剣聖リカルド・ジャケイですら、ローブは焼かれ、口の端から、血の糸を垂らす。
「陛下にはなにとぞ」と、その無残な姿のリカルドが、頭を下げていった。「なにとぞ、ご恩情たまわりますよう、お願い申しあげます」
リカルドは強烈な衝撃波を、まともに浴びたにちがいない、とサヴァンは考えた。離れたところにいる自分の身体が、チリチリ痛むくらいだ。その威力はとてつもない。

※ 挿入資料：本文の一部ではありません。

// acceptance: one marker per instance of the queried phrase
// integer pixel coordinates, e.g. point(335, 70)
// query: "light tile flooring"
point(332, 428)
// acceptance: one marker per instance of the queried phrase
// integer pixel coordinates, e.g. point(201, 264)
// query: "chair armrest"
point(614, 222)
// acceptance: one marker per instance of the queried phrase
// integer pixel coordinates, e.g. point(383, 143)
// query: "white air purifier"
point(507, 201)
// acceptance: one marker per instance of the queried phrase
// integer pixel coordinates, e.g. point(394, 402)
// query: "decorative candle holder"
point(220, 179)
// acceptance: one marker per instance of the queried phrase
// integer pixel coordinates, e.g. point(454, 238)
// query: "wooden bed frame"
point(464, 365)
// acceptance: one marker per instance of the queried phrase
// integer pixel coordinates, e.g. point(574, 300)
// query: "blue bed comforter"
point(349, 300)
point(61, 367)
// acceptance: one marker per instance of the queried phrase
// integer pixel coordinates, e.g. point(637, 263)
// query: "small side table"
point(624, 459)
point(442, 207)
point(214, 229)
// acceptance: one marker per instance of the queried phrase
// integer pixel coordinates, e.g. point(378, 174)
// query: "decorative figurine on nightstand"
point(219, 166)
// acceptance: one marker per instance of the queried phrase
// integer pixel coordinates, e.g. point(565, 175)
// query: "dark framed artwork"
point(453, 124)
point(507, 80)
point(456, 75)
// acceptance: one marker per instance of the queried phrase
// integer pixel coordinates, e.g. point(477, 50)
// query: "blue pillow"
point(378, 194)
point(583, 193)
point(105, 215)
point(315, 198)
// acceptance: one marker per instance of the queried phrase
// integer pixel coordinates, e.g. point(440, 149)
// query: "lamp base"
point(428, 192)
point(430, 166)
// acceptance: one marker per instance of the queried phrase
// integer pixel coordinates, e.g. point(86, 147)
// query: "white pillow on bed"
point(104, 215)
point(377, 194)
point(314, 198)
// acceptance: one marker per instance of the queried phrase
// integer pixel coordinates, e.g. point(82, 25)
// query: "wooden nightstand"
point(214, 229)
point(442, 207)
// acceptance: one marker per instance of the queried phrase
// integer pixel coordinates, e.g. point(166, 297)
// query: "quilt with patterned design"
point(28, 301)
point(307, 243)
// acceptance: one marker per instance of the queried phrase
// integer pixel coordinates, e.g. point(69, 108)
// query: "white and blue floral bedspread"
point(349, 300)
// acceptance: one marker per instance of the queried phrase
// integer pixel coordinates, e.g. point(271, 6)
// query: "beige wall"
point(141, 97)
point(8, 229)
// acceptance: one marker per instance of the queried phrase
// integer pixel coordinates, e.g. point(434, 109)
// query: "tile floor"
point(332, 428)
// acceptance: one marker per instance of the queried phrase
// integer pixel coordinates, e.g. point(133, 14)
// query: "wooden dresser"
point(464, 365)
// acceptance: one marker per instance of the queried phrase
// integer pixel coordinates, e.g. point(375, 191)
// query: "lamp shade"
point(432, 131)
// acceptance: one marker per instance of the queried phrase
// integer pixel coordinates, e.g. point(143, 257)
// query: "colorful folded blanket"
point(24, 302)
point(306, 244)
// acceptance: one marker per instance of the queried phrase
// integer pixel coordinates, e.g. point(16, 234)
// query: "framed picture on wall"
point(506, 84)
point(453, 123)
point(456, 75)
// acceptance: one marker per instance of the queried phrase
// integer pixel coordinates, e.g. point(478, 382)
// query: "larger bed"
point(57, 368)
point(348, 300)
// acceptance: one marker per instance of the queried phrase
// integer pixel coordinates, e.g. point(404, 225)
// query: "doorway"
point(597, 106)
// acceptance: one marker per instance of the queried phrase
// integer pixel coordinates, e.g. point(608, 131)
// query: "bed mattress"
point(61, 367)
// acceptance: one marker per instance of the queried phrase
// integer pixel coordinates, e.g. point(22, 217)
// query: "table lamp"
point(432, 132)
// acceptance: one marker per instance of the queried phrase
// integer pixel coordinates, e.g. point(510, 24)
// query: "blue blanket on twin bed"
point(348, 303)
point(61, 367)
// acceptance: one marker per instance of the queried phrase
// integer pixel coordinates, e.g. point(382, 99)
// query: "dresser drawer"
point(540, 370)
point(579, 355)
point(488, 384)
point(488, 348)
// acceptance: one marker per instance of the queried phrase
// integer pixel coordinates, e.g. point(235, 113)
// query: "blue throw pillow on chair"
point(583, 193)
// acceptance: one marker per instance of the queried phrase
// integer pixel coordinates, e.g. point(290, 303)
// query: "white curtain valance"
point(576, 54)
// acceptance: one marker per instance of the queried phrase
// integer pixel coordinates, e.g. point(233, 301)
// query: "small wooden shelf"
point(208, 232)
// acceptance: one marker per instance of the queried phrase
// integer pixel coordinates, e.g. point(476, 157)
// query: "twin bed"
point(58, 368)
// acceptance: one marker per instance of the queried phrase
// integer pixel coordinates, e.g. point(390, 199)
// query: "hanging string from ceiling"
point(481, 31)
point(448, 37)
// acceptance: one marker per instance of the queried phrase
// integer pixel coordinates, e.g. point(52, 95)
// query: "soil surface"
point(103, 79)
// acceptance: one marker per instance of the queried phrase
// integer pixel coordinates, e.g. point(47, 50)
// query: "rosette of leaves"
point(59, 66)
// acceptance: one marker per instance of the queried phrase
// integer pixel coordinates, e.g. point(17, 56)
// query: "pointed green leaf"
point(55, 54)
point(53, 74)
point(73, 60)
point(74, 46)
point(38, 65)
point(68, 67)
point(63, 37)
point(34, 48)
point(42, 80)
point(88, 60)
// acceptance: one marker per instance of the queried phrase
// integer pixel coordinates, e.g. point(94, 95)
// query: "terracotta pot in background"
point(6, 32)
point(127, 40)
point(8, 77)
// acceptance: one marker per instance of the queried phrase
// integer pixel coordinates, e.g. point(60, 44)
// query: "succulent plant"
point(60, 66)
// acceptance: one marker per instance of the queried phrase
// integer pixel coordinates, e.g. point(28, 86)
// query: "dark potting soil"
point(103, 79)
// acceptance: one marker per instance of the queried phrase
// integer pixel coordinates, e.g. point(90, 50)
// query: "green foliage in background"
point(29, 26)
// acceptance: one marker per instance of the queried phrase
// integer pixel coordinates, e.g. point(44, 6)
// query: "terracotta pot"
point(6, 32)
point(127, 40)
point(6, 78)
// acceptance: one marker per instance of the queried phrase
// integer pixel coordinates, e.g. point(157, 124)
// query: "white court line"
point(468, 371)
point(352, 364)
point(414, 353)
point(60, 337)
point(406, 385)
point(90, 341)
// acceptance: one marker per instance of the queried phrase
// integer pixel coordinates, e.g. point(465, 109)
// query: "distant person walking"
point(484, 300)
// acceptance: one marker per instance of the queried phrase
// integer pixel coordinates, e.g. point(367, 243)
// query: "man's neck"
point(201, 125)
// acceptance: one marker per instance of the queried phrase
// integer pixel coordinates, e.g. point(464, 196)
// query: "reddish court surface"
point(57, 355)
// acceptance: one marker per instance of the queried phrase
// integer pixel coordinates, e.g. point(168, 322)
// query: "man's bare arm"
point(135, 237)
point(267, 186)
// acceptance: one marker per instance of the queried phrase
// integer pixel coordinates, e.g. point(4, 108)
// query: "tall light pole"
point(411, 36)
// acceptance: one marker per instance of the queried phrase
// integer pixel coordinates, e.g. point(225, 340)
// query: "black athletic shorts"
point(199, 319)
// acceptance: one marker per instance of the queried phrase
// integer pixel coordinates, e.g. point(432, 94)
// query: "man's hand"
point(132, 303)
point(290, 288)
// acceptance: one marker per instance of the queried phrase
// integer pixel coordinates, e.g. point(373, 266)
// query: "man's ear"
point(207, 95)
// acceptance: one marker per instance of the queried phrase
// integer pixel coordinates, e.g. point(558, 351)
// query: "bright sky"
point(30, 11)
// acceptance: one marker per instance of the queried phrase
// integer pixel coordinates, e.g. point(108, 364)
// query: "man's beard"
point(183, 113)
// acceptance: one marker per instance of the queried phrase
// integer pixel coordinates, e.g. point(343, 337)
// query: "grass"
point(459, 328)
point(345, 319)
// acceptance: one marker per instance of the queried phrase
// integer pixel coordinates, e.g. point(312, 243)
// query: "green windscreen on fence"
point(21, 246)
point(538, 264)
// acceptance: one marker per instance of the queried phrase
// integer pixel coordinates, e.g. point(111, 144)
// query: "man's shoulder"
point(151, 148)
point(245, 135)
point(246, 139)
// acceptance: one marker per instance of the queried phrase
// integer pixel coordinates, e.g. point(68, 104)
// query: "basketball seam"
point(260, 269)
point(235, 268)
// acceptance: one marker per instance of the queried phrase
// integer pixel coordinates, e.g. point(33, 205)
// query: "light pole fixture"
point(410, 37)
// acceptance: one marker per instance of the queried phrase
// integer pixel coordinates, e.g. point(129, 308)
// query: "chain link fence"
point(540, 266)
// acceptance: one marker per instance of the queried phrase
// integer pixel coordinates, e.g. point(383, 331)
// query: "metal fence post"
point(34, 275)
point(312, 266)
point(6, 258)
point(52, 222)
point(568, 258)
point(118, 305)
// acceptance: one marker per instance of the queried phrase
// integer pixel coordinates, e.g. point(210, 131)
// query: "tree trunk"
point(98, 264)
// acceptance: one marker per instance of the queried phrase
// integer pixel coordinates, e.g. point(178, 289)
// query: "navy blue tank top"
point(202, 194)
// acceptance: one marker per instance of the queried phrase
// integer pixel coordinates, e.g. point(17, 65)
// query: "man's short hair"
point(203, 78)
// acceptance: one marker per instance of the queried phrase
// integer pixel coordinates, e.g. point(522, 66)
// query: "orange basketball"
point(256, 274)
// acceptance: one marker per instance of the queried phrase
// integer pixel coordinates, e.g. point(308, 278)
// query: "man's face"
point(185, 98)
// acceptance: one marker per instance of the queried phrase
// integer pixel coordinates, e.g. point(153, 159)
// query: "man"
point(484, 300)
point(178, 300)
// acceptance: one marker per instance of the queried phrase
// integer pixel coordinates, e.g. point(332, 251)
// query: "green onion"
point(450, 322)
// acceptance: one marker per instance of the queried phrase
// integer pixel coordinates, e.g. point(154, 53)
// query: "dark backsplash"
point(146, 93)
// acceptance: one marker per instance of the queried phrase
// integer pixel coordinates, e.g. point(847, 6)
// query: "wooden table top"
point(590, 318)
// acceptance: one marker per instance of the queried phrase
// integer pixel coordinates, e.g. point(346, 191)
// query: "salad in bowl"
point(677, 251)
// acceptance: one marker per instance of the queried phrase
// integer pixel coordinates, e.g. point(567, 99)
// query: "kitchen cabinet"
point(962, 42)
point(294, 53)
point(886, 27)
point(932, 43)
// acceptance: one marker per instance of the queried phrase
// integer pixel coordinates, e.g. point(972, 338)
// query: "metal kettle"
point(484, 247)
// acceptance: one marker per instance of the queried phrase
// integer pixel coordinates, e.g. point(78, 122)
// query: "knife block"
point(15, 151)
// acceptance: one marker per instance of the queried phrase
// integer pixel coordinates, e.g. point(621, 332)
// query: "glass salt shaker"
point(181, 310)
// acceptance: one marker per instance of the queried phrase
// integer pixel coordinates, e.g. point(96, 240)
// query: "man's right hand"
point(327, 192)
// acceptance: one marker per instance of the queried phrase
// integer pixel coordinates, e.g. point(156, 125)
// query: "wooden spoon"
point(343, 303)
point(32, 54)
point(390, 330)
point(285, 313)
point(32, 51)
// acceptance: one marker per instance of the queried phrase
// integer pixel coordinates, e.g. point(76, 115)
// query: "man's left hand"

サヴァンはリディアに顔を向けた。リディアはなんとか体勢をたもっているが、こみ上げる吐き気を必死で耐えるような表情をしている。
まいったな、と顔を戻して、サヴァンはかすかに眉を寄せた。
皇帝その人が、こんな力を持っているとは、夢にも思わなかった。そしてその皇帝はいま、まちがいなく、とてもお怒りだ。もしまたリカルドが攻撃を受けて、かれが昏倒でもしたら、おれはいったい、どうすればいいんだ?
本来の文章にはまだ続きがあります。